Punya Nagari पुण्य नगरी
- Front page, 2023
- Type: Daily newspaper
- Format: Broadsheet
- Owner: Punya Nagari Newsgroup
- Founder: Muralidhar Shingote
- Founded: 1999;23 years ago
- Language: Marathi
- Country: India
- Circulation: 416,625
- Sister newspapers: Mumbai Choufer; Aapla Vartahar; Yashobhoomi; Karnataka Malla; Tamil Times; Hindmata;
- Website: http://www.epunyanagari.com/

= Punya Nagari =

Indian newspaper

Punya Nagari is a Marathi language daily newspaper published in Maharashtra.
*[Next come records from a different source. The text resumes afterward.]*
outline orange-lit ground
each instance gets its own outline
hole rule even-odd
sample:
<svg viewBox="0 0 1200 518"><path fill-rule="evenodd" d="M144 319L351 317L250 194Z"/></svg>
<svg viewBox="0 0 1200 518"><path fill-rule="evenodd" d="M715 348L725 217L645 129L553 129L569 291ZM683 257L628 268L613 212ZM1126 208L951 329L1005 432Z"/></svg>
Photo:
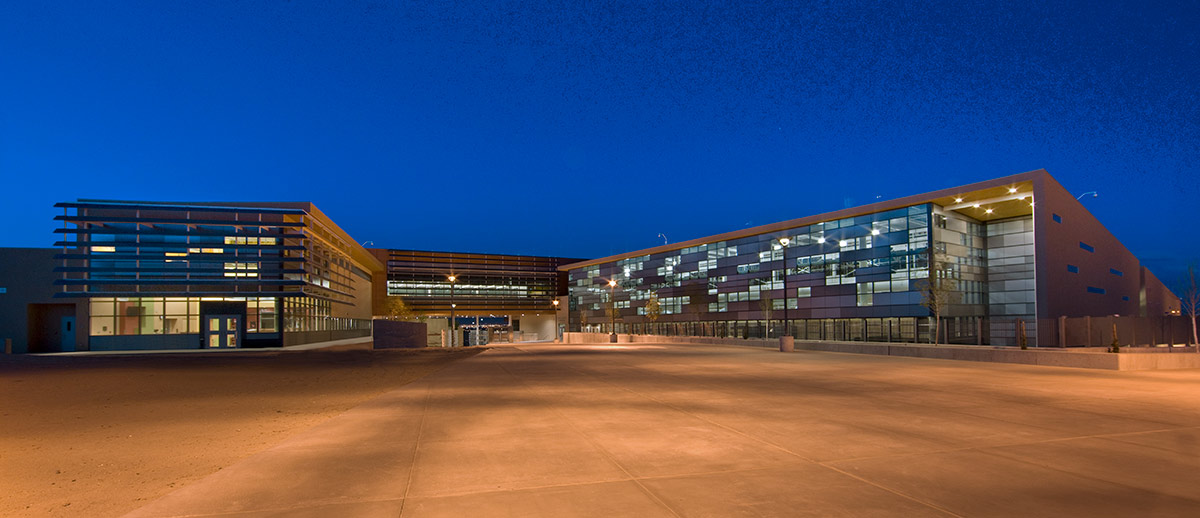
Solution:
<svg viewBox="0 0 1200 518"><path fill-rule="evenodd" d="M304 394L296 411L324 397L296 388ZM246 413L220 412L221 401L241 397L176 414L175 435L203 430L199 415ZM521 345L309 422L270 437L257 435L270 422L258 425L248 440L262 451L241 460L179 440L173 454L222 469L136 502L146 505L131 516L1191 517L1200 509L1197 370ZM133 441L112 435L93 440ZM165 486L161 474L154 479L147 497Z"/></svg>
<svg viewBox="0 0 1200 518"><path fill-rule="evenodd" d="M0 516L119 516L476 352L0 356Z"/></svg>

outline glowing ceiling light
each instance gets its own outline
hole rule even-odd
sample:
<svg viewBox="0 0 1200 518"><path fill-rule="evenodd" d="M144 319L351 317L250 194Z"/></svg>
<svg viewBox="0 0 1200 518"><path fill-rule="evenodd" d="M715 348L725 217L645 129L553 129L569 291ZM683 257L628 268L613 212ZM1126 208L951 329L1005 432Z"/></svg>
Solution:
<svg viewBox="0 0 1200 518"><path fill-rule="evenodd" d="M822 236L822 237L818 237L818 238L817 238L817 242L818 242L818 243L824 243L824 242L825 242L825 237L824 237L824 236Z"/></svg>
<svg viewBox="0 0 1200 518"><path fill-rule="evenodd" d="M985 211L983 211L983 212L984 212L984 214L991 214L991 213L992 213L992 209L988 209L988 210L985 210Z"/></svg>
<svg viewBox="0 0 1200 518"><path fill-rule="evenodd" d="M879 229L877 229L877 228L873 228L873 229L871 229L871 235L872 235L872 236L878 236L878 235L879 235Z"/></svg>
<svg viewBox="0 0 1200 518"><path fill-rule="evenodd" d="M976 204L972 205L972 207L975 207L975 208L977 208L977 209L978 209L978 208L979 208L979 204L978 204L978 203L976 203Z"/></svg>
<svg viewBox="0 0 1200 518"><path fill-rule="evenodd" d="M843 239L841 241L838 241L838 246L846 246L846 240Z"/></svg>
<svg viewBox="0 0 1200 518"><path fill-rule="evenodd" d="M962 198L954 198L954 203L962 203Z"/></svg>
<svg viewBox="0 0 1200 518"><path fill-rule="evenodd" d="M1017 192L1017 188L1016 188L1016 187L1009 187L1009 188L1008 188L1008 192L1009 192L1009 193L1015 193L1015 192Z"/></svg>

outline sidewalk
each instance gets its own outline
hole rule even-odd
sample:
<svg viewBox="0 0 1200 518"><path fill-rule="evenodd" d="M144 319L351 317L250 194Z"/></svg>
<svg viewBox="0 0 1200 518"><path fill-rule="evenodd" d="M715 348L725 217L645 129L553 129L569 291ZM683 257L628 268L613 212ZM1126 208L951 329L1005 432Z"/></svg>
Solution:
<svg viewBox="0 0 1200 518"><path fill-rule="evenodd" d="M235 348L235 349L149 349L135 351L72 351L64 353L29 353L28 356L120 356L127 354L230 354L230 353L277 353L279 351L309 351L327 349L344 345L371 343L372 338L363 336L331 340L328 342L313 342L309 344L289 345L287 347Z"/></svg>

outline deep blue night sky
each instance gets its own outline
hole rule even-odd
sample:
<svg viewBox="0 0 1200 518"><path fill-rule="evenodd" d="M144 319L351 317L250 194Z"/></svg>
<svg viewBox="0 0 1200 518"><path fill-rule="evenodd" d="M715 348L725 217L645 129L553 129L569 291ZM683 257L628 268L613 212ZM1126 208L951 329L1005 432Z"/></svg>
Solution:
<svg viewBox="0 0 1200 518"><path fill-rule="evenodd" d="M1200 259L1200 3L548 3L4 2L0 246L310 200L596 257L1045 168L1164 281Z"/></svg>

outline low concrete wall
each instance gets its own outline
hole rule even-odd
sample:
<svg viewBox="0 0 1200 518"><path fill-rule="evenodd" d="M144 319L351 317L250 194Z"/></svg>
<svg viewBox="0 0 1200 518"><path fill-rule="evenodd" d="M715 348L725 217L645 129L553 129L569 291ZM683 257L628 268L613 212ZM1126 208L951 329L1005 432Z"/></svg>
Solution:
<svg viewBox="0 0 1200 518"><path fill-rule="evenodd" d="M203 349L200 335L93 336L92 351L155 351L161 349Z"/></svg>
<svg viewBox="0 0 1200 518"><path fill-rule="evenodd" d="M608 343L608 335L601 333L567 333L564 337L568 344ZM618 334L618 343L660 343L660 344L704 344L704 345L736 345L778 349L779 339L743 340L739 338L707 338L693 336L655 336ZM1104 349L1058 349L1017 347L970 346L970 345L915 345L891 344L878 342L818 342L811 340L796 340L798 351L821 351L849 354L874 354L880 356L908 356L913 358L933 358L939 360L959 360L992 363L1020 363L1025 365L1042 365L1049 367L1073 367L1078 369L1104 370L1166 370L1166 369L1200 369L1200 354L1194 348L1190 352L1163 353L1138 352L1136 349L1120 354L1106 352ZM1165 349L1163 349L1165 351Z"/></svg>
<svg viewBox="0 0 1200 518"><path fill-rule="evenodd" d="M301 331L283 333L283 345L303 345L314 342L332 342L347 338L362 338L371 336L370 329L346 329L341 331Z"/></svg>
<svg viewBox="0 0 1200 518"><path fill-rule="evenodd" d="M372 327L375 328L376 349L416 349L427 346L424 322L376 320Z"/></svg>

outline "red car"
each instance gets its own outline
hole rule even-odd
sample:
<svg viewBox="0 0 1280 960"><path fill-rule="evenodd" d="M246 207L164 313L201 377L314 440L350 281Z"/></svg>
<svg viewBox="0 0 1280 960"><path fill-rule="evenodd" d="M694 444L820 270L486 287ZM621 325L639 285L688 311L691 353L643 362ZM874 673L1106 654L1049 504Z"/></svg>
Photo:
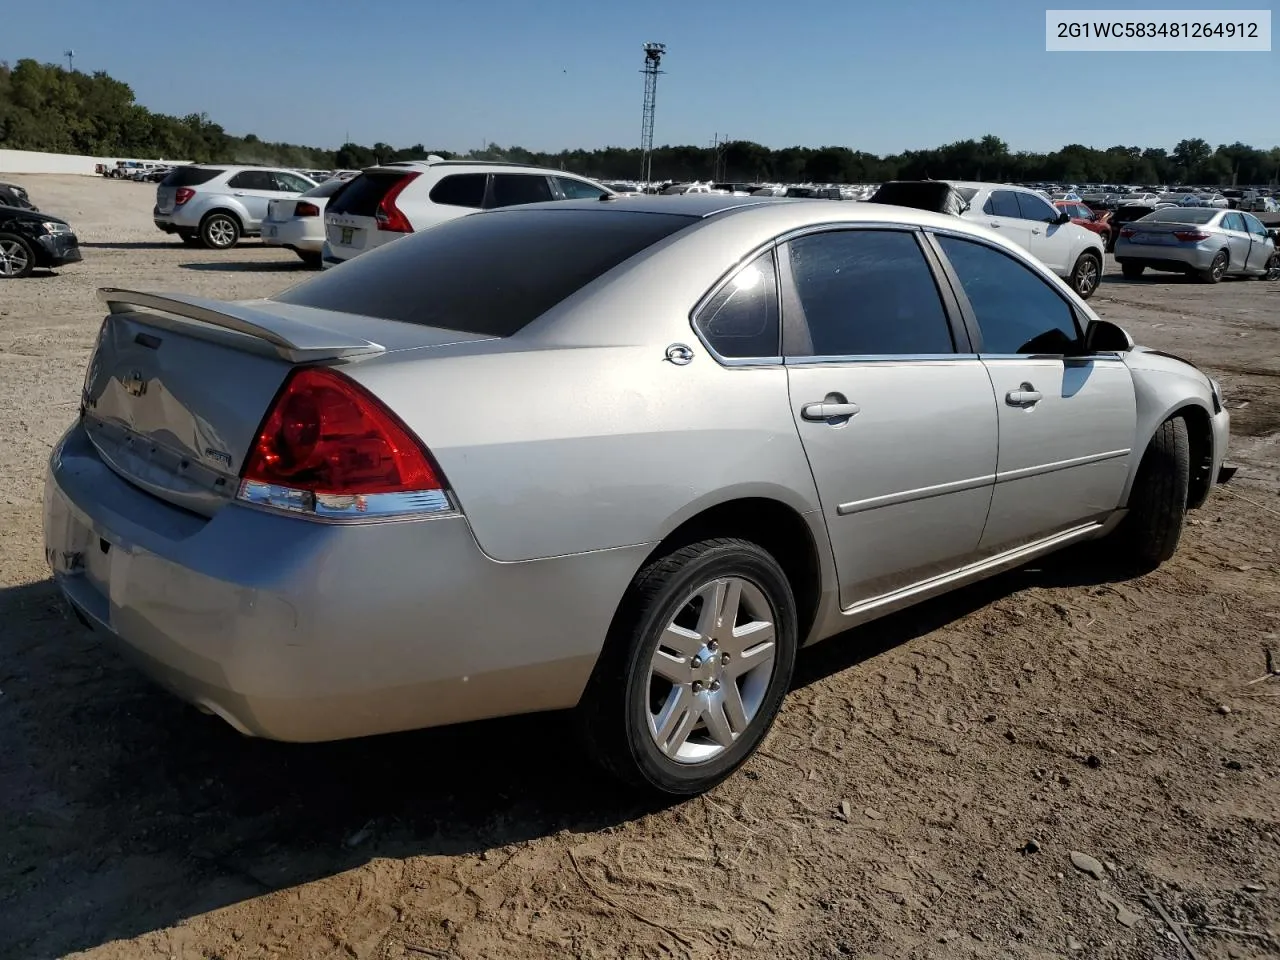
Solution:
<svg viewBox="0 0 1280 960"><path fill-rule="evenodd" d="M1079 200L1055 200L1053 205L1059 210L1067 211L1071 215L1072 223L1078 223L1086 230L1092 230L1094 233L1101 235L1102 245L1108 253L1115 247L1115 234L1111 230L1111 225L1107 222L1111 219L1110 211L1095 213Z"/></svg>

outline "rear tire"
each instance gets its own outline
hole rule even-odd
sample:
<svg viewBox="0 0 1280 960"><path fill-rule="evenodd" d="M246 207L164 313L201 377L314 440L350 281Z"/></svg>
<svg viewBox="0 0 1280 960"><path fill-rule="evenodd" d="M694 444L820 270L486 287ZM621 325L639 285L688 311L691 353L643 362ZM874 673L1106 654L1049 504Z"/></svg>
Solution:
<svg viewBox="0 0 1280 960"><path fill-rule="evenodd" d="M1081 300L1088 300L1098 289L1102 279L1102 258L1091 250L1080 254L1080 259L1071 268L1071 289Z"/></svg>
<svg viewBox="0 0 1280 960"><path fill-rule="evenodd" d="M324 258L314 250L295 250L298 258L307 266L309 270L319 270L324 266Z"/></svg>
<svg viewBox="0 0 1280 960"><path fill-rule="evenodd" d="M1219 250L1208 270L1201 270L1196 276L1201 283L1217 283L1227 274L1227 251Z"/></svg>
<svg viewBox="0 0 1280 960"><path fill-rule="evenodd" d="M188 247L194 247L201 242L200 235L194 230L179 230L178 239Z"/></svg>
<svg viewBox="0 0 1280 960"><path fill-rule="evenodd" d="M709 790L772 726L797 633L791 585L756 544L703 540L658 557L627 590L578 706L589 754L635 787Z"/></svg>
<svg viewBox="0 0 1280 960"><path fill-rule="evenodd" d="M1170 417L1147 444L1129 493L1129 514L1116 530L1125 556L1146 572L1178 549L1191 486L1187 422Z"/></svg>
<svg viewBox="0 0 1280 960"><path fill-rule="evenodd" d="M1120 264L1120 272L1124 274L1126 280L1138 280L1142 277L1142 271L1145 270L1140 263L1122 263Z"/></svg>
<svg viewBox="0 0 1280 960"><path fill-rule="evenodd" d="M200 221L200 242L210 250L230 250L240 242L240 221L214 211Z"/></svg>

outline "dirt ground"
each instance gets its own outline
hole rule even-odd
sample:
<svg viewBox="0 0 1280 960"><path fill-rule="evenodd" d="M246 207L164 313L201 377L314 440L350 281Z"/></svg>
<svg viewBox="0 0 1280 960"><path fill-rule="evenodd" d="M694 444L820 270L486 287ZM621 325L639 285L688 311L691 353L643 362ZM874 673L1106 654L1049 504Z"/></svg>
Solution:
<svg viewBox="0 0 1280 960"><path fill-rule="evenodd" d="M82 630L40 497L95 289L306 272L184 249L150 185L16 179L85 262L0 284L0 955L1191 956L1150 891L1203 960L1280 956L1280 283L1111 265L1094 301L1232 408L1240 473L1172 562L1126 580L1076 550L816 647L761 754L661 807L557 716L244 739Z"/></svg>

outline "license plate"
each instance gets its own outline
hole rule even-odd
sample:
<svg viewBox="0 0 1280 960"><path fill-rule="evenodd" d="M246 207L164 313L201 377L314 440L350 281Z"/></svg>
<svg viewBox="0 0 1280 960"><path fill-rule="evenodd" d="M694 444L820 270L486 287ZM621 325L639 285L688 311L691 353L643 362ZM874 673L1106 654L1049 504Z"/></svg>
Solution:
<svg viewBox="0 0 1280 960"><path fill-rule="evenodd" d="M340 242L340 243L350 243L350 242L351 242L351 238L352 238L352 236L355 234L355 232L356 232L356 231L355 231L355 227L343 227L343 228L342 228L342 240L340 240L339 242Z"/></svg>
<svg viewBox="0 0 1280 960"><path fill-rule="evenodd" d="M1138 243L1161 244L1161 243L1169 243L1172 241L1173 238L1170 237L1167 233L1140 233L1133 239L1136 240Z"/></svg>
<svg viewBox="0 0 1280 960"><path fill-rule="evenodd" d="M276 228L275 228L275 227L267 227L267 236L268 236L268 237L274 237L275 235L276 235Z"/></svg>

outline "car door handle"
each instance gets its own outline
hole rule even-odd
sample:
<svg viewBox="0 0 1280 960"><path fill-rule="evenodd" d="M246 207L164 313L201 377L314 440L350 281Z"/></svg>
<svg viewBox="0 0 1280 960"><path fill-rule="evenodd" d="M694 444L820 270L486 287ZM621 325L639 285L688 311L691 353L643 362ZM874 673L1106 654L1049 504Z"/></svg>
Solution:
<svg viewBox="0 0 1280 960"><path fill-rule="evenodd" d="M1040 236L1040 228L1039 228L1039 227L1032 227L1032 228L1031 228L1031 235L1032 235L1033 237L1038 237L1038 236Z"/></svg>
<svg viewBox="0 0 1280 960"><path fill-rule="evenodd" d="M993 227L998 227L998 226L1000 226L1000 221L999 221L999 220L992 220L992 221L991 221L991 225L992 225Z"/></svg>
<svg viewBox="0 0 1280 960"><path fill-rule="evenodd" d="M800 410L800 416L806 420L848 420L857 416L862 408L856 403L806 403Z"/></svg>
<svg viewBox="0 0 1280 960"><path fill-rule="evenodd" d="M1004 402L1011 407L1034 407L1044 399L1044 395L1029 383L1024 383L1017 390L1010 390L1004 395Z"/></svg>

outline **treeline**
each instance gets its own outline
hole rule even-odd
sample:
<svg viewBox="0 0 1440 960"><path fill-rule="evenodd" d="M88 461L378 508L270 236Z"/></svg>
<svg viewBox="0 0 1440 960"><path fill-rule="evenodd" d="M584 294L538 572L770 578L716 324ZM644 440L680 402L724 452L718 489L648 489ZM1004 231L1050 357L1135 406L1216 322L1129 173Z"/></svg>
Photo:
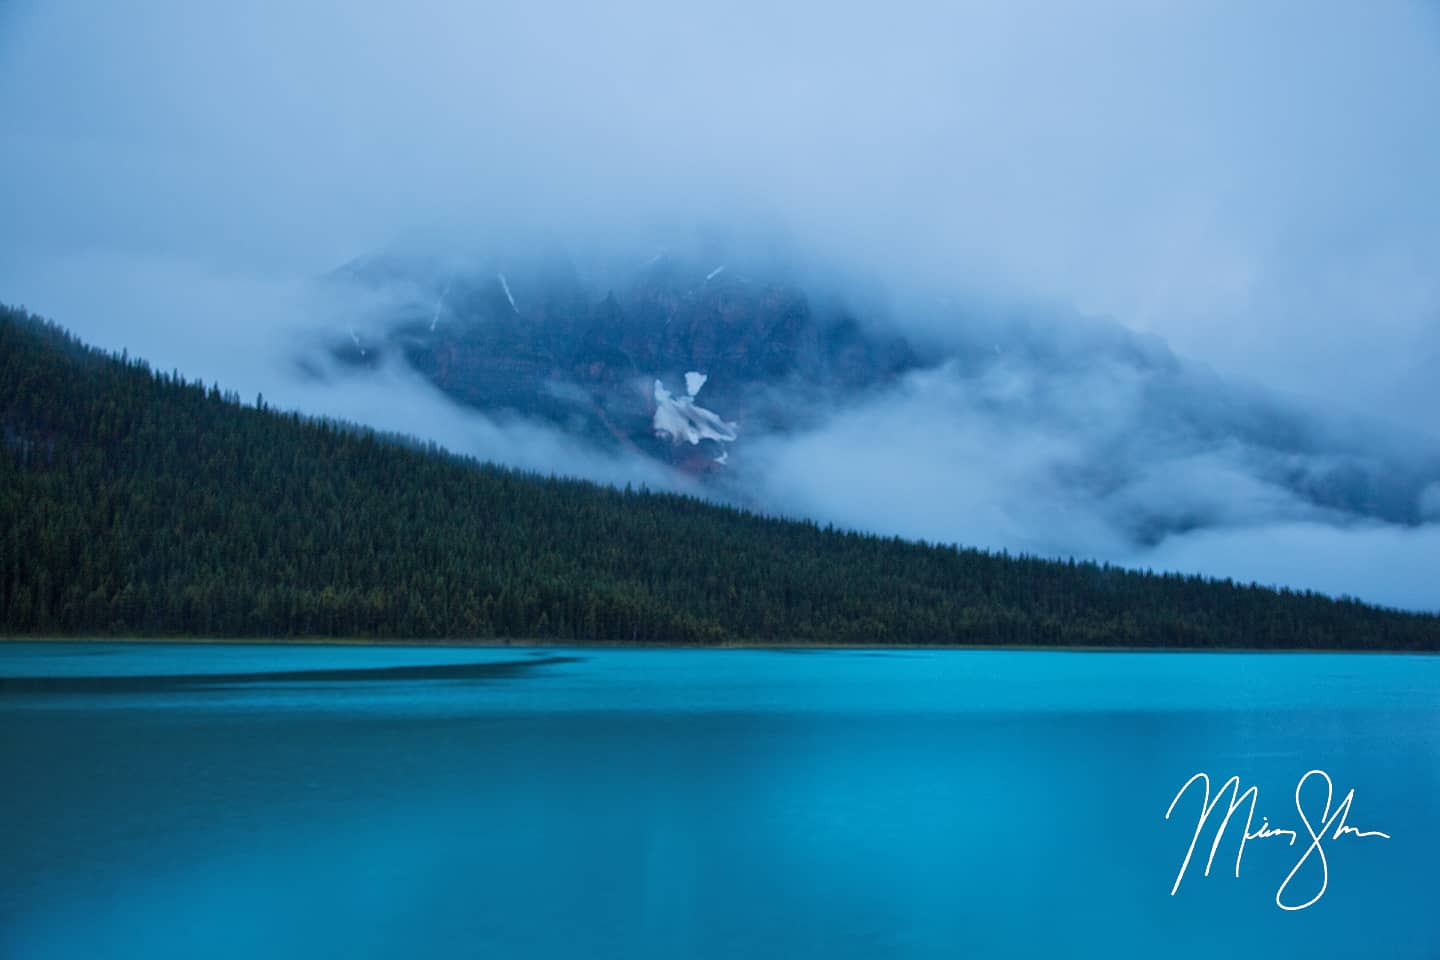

It was established in 1999 by Muralidhar Shingote. According to the Audit Bureau of Circulations, its average circulation is 416,625. Punya Nagari newspaper is published from Mumbai, Nashik, Nanded, Pune, Ahmednagar, Thane, Nagpur, Dhule, Jalgaon, Kolhapur, Latur, Akola, Amravati, Aurangabad, Satara and Solapur.

== History ==
Baba Shingote (Murlidhar Shingote), the founder of Punya Nagari, reached Mumbai for work and business after dropping out school. Initially he selling fruit, then worked with Buwasheth Dangat and sell newspaper.

In 1994, Shingote started an evening daily newspaper named Mumbai Chaufer. Followed by Aapala Vartahar, Yasobhoomi, Karnataka Malla, Tamil Times, Hindmata and in 1999 he started Punya Nagari.